Le poids stratégique des politiques publiques
Certains pays, dotés de pouvoirs publics forts, peuvent mieux affronter ces crises. D’autres, où les entreprises dominent, comme dans les pays anglo-saxons ou en Amérique du Sud, ont plus de difficultés.
L’experte insiste sur l’importance d’investir, de changer les comportements et de repenser les infrastructures pour réduire les émissions de gaz à effet de serre.
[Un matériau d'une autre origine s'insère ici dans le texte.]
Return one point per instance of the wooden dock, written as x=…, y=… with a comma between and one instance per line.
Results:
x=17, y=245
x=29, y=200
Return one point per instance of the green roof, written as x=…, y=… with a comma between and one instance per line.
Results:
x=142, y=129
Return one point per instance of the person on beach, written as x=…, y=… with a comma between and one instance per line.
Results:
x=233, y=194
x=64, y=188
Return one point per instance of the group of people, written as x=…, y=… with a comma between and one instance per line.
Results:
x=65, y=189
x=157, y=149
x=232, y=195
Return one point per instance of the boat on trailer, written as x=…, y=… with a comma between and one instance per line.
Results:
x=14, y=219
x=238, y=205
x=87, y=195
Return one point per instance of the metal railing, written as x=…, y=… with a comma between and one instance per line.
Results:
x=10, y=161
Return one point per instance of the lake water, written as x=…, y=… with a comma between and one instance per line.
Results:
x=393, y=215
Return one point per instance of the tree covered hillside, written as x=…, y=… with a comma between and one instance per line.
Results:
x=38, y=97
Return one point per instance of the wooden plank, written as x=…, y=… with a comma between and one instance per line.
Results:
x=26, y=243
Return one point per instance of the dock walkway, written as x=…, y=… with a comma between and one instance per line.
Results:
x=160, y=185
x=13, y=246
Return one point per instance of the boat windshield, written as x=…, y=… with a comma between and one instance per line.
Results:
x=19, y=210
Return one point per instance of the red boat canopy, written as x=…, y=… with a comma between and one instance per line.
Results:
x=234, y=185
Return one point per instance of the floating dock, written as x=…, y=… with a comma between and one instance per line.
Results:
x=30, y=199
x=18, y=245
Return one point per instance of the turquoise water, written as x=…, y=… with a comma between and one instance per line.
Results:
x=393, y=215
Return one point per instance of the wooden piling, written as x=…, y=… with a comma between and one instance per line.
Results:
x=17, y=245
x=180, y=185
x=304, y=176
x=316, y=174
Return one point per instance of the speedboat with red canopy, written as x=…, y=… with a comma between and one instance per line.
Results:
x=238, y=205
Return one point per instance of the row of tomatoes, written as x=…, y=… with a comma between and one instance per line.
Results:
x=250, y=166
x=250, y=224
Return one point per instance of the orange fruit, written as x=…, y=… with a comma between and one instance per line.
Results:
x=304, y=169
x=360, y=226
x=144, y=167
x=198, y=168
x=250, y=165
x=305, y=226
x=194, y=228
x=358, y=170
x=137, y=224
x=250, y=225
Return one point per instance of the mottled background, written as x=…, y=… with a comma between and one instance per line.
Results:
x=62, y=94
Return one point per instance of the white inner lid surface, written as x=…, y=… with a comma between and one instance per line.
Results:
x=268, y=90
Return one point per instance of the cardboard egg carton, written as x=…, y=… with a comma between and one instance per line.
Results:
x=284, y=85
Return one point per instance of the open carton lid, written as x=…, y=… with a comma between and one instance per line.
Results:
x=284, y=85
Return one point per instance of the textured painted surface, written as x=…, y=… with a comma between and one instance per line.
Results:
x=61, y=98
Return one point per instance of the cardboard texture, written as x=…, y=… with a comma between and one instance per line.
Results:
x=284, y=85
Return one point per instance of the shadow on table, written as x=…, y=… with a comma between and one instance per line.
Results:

Mais elle déplore que « les décideurs, avec une vision à court terme, hésitent à agir car les effets des politiques écologiques ne seront visibles que dans plusieurs décennies, et ce ne sont pas les politiques actuelles qui en retireront le bénéfice ».
Que ce soit au niveau régional, national ou international, lorsque les politiques publiques ne compensent pas les inégalités, la responsabilité et le coût économique et social de l’adaptation reposent sur les individus, ce qui accroît ces inégalités.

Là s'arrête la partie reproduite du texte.